The board of directors for CBS Corp. said Monday it found grounds to terminate ousted CEO Leslie Moonves "for cause" and will not pay out a severance package worth $120 million.
In a statement, the board said it made its decision following the completion of a monthslong investigation into allegations of harassment and assault against Moonves and cultural issues throughout CBS and CBS News.
"We have determined that there are grounds to terminate for cause, including his willful and material misfeasance, violation of Company policies and breach of his employment contract, as well as his willful failure to cooperate fully with the Company's investigation," the board said.
The board also said the investigation had concluded that "harassment and retaliation" are not pervasive at CBS, though it acknowledged past instances of "improper and unprofessional conduct." The CBS board has not said whether it would publicly release the results of the investigation.

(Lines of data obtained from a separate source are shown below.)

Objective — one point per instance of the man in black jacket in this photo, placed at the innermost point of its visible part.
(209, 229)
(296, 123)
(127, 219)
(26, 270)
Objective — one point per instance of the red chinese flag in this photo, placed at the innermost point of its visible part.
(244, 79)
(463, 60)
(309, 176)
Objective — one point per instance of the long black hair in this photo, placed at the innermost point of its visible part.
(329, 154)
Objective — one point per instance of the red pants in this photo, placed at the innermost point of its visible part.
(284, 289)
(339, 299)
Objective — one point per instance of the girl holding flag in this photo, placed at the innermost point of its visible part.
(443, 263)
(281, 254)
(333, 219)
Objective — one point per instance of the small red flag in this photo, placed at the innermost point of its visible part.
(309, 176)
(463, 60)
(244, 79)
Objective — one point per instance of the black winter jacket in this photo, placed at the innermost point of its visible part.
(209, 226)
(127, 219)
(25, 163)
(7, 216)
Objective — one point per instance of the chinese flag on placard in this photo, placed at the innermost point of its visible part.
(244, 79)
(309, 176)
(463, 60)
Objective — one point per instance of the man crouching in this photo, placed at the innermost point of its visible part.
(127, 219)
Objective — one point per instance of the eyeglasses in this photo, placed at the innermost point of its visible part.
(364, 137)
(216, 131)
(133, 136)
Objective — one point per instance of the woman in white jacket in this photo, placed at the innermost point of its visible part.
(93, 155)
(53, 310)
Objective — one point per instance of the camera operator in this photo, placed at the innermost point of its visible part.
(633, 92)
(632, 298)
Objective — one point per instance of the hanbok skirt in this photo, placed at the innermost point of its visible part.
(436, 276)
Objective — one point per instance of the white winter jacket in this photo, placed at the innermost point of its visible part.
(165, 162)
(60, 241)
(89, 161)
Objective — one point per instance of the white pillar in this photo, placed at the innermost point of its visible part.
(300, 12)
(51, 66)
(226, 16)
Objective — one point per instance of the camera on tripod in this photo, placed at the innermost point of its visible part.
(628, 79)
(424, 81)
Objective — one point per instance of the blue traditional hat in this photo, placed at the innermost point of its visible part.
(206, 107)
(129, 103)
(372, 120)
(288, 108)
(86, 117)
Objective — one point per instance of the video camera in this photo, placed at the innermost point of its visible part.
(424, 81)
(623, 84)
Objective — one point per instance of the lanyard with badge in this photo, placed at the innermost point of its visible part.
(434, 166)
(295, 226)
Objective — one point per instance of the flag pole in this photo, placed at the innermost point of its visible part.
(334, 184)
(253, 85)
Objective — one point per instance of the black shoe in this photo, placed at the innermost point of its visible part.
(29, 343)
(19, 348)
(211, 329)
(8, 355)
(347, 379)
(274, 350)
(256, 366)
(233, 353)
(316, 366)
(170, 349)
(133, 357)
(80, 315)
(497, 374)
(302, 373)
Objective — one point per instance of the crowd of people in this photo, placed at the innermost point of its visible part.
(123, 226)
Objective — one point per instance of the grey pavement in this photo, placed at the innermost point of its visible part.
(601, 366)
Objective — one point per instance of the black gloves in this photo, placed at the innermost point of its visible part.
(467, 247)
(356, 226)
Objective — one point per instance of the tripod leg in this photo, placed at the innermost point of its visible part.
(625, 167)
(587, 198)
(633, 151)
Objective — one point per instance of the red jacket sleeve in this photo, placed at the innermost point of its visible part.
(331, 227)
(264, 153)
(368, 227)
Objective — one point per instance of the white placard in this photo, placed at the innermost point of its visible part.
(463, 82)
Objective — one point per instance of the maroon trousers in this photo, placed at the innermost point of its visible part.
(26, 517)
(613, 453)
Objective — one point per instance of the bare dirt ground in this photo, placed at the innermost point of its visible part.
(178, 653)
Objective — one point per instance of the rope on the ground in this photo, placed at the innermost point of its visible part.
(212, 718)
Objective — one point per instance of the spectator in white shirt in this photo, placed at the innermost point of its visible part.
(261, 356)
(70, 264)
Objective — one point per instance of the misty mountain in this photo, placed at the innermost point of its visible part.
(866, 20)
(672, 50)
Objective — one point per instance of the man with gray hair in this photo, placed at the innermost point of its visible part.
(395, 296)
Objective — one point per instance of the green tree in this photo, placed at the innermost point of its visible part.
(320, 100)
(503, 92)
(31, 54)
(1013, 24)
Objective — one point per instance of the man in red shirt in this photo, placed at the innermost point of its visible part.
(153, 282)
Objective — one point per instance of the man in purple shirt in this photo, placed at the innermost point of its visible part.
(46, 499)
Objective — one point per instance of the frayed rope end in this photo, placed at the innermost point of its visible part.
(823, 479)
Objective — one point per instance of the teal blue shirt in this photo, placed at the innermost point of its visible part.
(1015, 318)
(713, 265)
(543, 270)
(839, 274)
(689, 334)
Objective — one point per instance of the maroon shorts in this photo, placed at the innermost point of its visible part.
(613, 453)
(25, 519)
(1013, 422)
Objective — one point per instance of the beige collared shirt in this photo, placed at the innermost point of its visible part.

The statement said past policies had not "reflected a high institutional priority on preventing harassment and retaliation," calling out a lack of resources devoted to human resources, training and diversity.
The findings are the result of an investigation by two law firms — Debevoise & Plimpton and Covington & Burling — which the board hired in August. The investigation comes 13 months after the firing of Charlie Rose, who was co-host of "CBS This Morning" before being ousted over reports of sexual misconduct.
Moonves was fired in September following allegations of sexual harassment and assault. He has denied any wrongdoing.